Ma perché Arrrgh! Monstres de mode viene proposta alla Gaité Lyrique, luogo parigino dedicato alla sperimentazione digitale e all’interazione tra arte e tecnologia? Spiegano Vassilis Zidianakis e Angelos Tsourapas, fondatori del collettivo greco Atopos e commissari dell’esposizione: “Con Arrrgh! Monstres de mode, non indaghiamo in modo specifico la cultura del digitale e del tecnologico, ma abbordiamo il digitale come “fenomeno d’epoca” che suscita determinate tendenze e che trasforma il nostro rapporto con il reale… Ciò che ci sembra importante oggi è che la figura umana tende a scomparire rimpiazzata da una maschera, e spesso sono le forme e le dimensioni del corpo stesso a modificarsi: l’umano, poco a poco, si trasforma e diviene mostro, il corpo diviene ibrido. Viviamo nell’era del digitale, abbiamo più profili su Internet e a volte scegliamo di non mostrare il nostro viso naturale, preferendo costruire noi stessi il nostro ritratto”.

 L’urbanista e filosofo Paul Virilio in Estetica della sparizione (1980) attribuiva alle nuove tecnologie la causa della smaterializzazione e della derealizzazione dell’esperienza. Virilio sosteneva, infatti, che l’immagine animata, figlia dell’arte del motore, accelera questo passaggio tramite la scomparsa del reale. Nel cinema, l’oggetto reale viene annullato dalla sua rappresentazione, e la televisione ed Internet radicalizzano tale processo; nella velocità tecnologica ormai superiore al tempo dell’uomo, oggi si traccia per il filosofo l’autodistruzione politica, sociale e forse fisica dell’uomo.

Vista dell'esposizione © photo: Panos Kokkinias

La connessione tra nuove tecnologie e dematerializzazione è precisamente il cuore dell’esposizione Arrrgh!

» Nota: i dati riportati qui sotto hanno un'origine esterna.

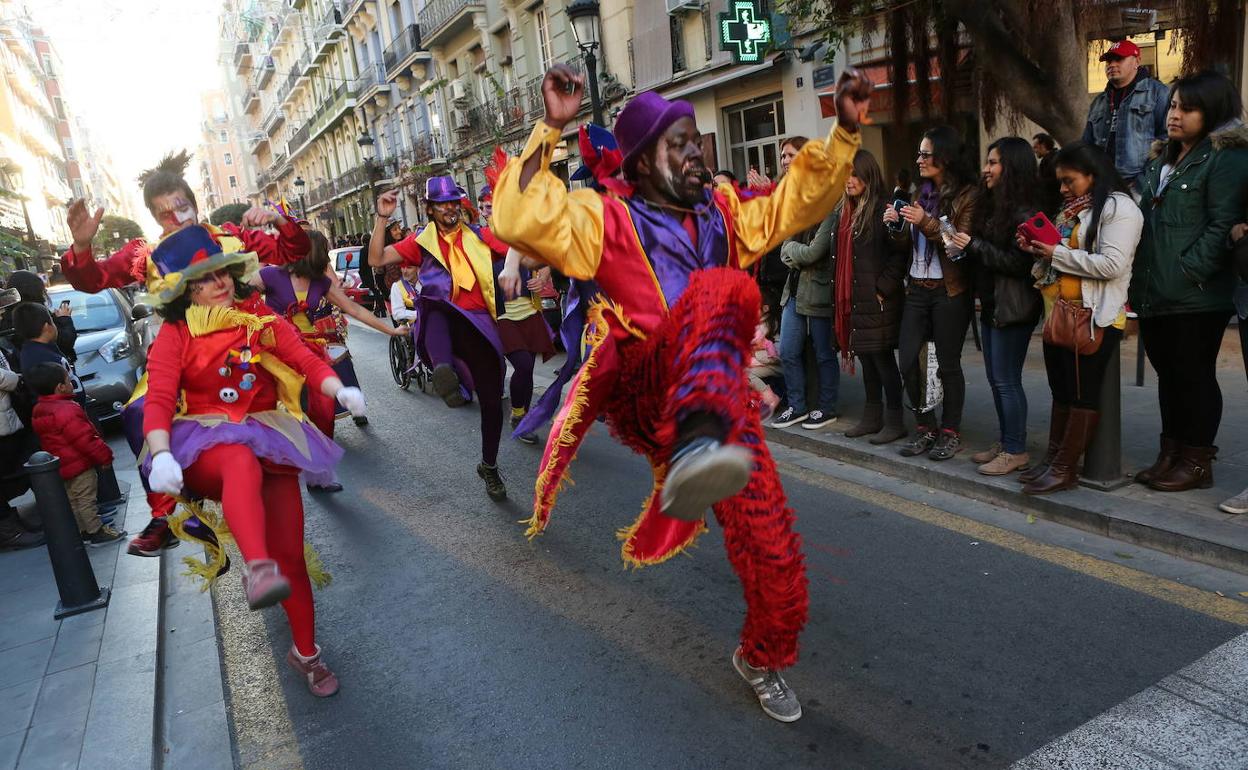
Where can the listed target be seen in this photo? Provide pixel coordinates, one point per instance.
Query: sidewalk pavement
(1187, 524)
(87, 692)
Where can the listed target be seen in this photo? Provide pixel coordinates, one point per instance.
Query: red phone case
(1037, 227)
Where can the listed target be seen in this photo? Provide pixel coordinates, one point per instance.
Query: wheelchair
(406, 366)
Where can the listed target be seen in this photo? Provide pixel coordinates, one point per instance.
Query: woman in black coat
(869, 268)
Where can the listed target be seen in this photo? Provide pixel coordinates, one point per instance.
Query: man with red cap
(668, 343)
(1130, 115)
(458, 310)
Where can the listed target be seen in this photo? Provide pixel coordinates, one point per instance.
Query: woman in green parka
(1182, 283)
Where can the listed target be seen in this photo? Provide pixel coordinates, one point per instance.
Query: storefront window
(754, 134)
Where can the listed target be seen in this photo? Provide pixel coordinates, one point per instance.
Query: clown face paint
(174, 212)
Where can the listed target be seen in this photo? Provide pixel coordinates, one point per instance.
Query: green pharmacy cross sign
(743, 33)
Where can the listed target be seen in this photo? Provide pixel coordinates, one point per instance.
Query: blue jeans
(794, 328)
(1005, 351)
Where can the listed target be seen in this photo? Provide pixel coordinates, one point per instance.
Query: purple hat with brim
(643, 120)
(442, 190)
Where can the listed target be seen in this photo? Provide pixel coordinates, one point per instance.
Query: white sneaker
(776, 698)
(703, 473)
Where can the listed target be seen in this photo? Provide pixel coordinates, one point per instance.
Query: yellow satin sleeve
(804, 197)
(558, 227)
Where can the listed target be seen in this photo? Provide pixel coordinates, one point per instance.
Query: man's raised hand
(82, 225)
(562, 91)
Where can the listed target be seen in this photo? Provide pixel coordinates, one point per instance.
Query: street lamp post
(300, 184)
(366, 151)
(583, 15)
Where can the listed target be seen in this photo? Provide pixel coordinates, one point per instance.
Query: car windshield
(90, 312)
(347, 260)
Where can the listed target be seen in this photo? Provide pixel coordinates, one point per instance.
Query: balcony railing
(401, 49)
(372, 76)
(438, 13)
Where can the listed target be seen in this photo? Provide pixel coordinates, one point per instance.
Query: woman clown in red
(667, 348)
(222, 421)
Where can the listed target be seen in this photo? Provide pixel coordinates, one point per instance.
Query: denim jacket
(1141, 121)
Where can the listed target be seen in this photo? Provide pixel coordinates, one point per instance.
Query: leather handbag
(1070, 326)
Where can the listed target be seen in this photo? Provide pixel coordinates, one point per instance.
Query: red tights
(265, 512)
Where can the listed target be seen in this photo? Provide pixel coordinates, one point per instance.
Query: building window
(678, 43)
(754, 132)
(544, 49)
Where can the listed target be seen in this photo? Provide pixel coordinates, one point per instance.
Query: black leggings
(881, 378)
(1080, 386)
(930, 313)
(1183, 350)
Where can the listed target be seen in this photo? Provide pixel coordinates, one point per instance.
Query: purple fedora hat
(643, 120)
(442, 190)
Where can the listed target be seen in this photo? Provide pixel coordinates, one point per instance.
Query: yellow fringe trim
(204, 320)
(625, 534)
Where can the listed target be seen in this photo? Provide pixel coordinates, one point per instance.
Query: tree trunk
(1037, 60)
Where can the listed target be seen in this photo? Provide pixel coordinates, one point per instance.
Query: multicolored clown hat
(599, 151)
(189, 255)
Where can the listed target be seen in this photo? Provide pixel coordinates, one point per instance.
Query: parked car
(111, 345)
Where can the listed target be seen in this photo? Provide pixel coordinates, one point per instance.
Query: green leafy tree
(115, 232)
(230, 212)
(1027, 58)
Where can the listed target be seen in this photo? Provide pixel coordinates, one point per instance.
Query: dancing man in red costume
(668, 347)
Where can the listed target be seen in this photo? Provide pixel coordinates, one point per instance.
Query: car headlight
(116, 348)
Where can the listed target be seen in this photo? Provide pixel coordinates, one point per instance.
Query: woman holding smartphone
(939, 303)
(1100, 229)
(1009, 303)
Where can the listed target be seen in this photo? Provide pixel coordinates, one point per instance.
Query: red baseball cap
(1121, 50)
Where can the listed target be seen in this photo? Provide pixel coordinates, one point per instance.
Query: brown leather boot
(1166, 458)
(1057, 419)
(1193, 469)
(1062, 473)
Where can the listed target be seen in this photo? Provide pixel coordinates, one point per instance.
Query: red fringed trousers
(697, 362)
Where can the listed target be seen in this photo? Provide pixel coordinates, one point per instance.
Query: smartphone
(897, 205)
(1037, 227)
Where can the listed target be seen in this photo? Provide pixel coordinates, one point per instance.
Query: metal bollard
(75, 579)
(110, 496)
(1102, 463)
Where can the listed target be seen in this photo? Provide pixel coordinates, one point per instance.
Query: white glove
(166, 474)
(353, 399)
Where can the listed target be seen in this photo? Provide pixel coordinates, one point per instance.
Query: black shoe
(327, 488)
(947, 444)
(494, 486)
(920, 443)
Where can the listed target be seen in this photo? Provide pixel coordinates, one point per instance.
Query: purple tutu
(272, 436)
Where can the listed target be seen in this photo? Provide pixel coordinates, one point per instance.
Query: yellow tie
(461, 268)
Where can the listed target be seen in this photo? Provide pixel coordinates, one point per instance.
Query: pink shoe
(263, 584)
(321, 680)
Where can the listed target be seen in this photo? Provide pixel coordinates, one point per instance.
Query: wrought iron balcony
(402, 49)
(439, 16)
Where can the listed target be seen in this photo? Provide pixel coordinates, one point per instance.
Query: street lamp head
(583, 15)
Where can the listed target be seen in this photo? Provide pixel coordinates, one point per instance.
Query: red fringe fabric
(695, 362)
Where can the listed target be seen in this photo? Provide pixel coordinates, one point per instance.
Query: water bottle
(946, 232)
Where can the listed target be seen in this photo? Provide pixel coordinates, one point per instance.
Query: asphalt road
(459, 644)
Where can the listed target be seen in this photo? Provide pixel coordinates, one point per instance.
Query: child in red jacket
(65, 431)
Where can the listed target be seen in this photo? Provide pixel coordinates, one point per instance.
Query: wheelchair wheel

Monstres de mode, dove a scomparire è, però, solo la più canonica forma dell’abbigliamento e della morfologia umana, come se quella che siamo soliti attribuire al corpo non fosse che una riduttiva abitudine, il risultato di continue sottrazioni di possibilità. Al suo posto compaiono abiti-mongolfiera, improbabili silhouette composte da ciocche di capelli, figure che sembrano appena uscite da un film di fantascienza. Il viso scompare o viene moltiplicato un numero indeterminato di volte, a sottolineare il concetto di identità molteplice, tanto usuale nell’era degli avatar digitali.

Stilisti riconosciuti e giovani designer richiamano, quindi, in causa i concetti di bellezza e bruttezza, ed è lo spirito dell’esposizione è ancora più chiaro se pensiamo che nell’ antica Grecia, oltre al significato che tutt’ora conserva, mostro era il termine utilizzato per indicare qualsiasi contenuto considerato strano e che necessitava di una spiegazione. Mostri non erano quindi solo delle bestie grottesche, sovrannaturali e sconcertanti, ma anche i fenomeni divini e le inspiegabili leggi che regolano l’universo ed il mondo nel quale viviamo. A tutto ciò che non poteva essere spiegato, veniva attribuito l’appellativo mostruoso.

Maison Martin Margiela, S/S 2009, © photo: Yannis Vlamos.Le creazioni esposte alla Gaité raccolgono ancora questa antica sfida: ribaltando i presupposti del sistema-moda, sembrano più corrispondere all’espressione di una fantasiosa interiorità che di una qualche bellezza esteriore. Raccolti tutti assieme, questi goffi residui da passerella compongono un’inusuale parata che sancisce, almeno per una volta, un moto ironico e onnipotente della moda, capace non solo di sedurre ed affascinare, ma anche di raccogliere nuove sfide, far riflettere e (per fortuna) sorridere.